Did you perhaps intend to post this to Seriously Horrifying? I’d be scurrying down the center of the street, holding my breath for fear of inhaling the plant oils. Yikes.
Man, I just weed whacked some poison ivy last week and some aerosolized plant bits stuck to any exposed flesh on me.
I’ve learned a powerful lesson. And a lot of self-discipline trying not to scratch
Pro-tip, switch to left-handed whacking when there’s poison Ivy. It then flings the noxious juice away from you instead of at your legs. Long-pants also help. And, if you know for sure you screwed up and got some on you, immediately go inside, take a shower, and wash it off with soap.
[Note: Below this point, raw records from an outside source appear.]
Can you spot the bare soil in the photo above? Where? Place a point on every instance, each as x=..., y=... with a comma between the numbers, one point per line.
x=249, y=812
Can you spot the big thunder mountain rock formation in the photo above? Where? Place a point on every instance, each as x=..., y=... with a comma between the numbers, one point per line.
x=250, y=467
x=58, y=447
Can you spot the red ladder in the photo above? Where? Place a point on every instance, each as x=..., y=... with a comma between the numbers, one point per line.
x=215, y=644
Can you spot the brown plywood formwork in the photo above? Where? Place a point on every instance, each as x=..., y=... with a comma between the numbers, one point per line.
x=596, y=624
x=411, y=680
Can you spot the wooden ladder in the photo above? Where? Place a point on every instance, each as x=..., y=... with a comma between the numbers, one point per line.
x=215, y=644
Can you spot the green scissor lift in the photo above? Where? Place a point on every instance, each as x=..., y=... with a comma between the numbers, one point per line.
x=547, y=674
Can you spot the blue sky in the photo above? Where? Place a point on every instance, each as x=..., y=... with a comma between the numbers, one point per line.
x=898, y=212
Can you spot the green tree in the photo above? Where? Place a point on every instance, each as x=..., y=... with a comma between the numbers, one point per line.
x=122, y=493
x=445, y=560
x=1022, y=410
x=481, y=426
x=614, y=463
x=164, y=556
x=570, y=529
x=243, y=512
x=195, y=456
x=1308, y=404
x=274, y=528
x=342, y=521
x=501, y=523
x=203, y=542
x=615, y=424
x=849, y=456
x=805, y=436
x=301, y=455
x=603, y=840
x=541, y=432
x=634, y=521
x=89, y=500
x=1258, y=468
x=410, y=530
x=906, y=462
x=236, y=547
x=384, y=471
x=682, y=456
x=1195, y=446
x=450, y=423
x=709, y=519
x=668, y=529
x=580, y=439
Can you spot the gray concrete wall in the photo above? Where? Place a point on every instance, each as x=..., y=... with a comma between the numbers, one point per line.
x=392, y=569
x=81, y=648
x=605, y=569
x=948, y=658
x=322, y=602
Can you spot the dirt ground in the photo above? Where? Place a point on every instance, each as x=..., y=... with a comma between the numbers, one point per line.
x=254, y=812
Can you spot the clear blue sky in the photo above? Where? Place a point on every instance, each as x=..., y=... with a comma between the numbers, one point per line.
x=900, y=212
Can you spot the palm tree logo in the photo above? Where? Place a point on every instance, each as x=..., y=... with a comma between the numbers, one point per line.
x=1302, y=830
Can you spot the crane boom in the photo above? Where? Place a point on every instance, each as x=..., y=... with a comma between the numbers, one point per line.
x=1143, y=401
Are we not doing phrasing in Lemmy?
Use technu!
I use it with success all the time. Have to dry off with a towel (“scrape” your skin dry with the towel, immediately toss towel in washer)
Unfortunately it’s just something we have to live with. It has been like this forever, and not only on our street but many adjacent streets. We live in semi-rural Massachusetts. We try to not let it scare us from never going outside. So we walk our streets… carefully. Hasn’t been an issue walking along the streets… yet.
Can’t say the same thing about yard work though… I’ve gotten bit several times by PI just taking care of the lawn. Yes, I do mow over the PI that’s along our lawns edge. I’m OK 99 times out of 100; but occasionally something goes wrong, lol.
A year ago a bird dropped some poison ivy into my suburban yard. I had no idea what it was, so I bare hand pulled it all up. I ended up at the doctors with it all over my face and body. Amazing all the places you touch on yourself. Luckily none in my eyes or on my sensitive regions… But I now know what poison ivy looks like!
1 gallon of vinegar mixed with a cup of salt and a tablespoon of dish soap. Spray the hell out of all those.
In my area they’re alongside roads a lot, and we get the occasional post on NextDoor that shows a picture of a kid with a red and swollen face, and the parents says “OMG my kid was playing with those pretty plants by the road, beware!” It really is not fun. Thankfully, as far as I know, all symptoms eventually recede.
They’re not just by roads though, a guy I know has a decent amount of land and there was a fairly massive poison ivy bush on it, that he burned in a controlled burn. I wasn’t there, but he showed me the video, it’s quite impressive. There’s also a satisfying feeling to it, it feels like payback against those fuckers! 😉
Burning poison ivy is really risky, you can inhale the burning urushiol and get severe lung problems. Definitely not the way to remove the stuff if you can help it.
I’ll gladly trust you with it, I have no idea. Hopefully they knew it and found a way to do it safely. I think they contracted a professional for it, so hopeful the professional knew what he was doing.
Some how it seems more ‘oddly terrifying’ than ‘mildy interesting’ to me lol
aaaaaaaa if only I could lie down there
When you’re sick of your neighbors’ dogs pissing on your lawn.
Doesn’t really bother dogs
When you’re sick of your neighbour pissing on your lawn.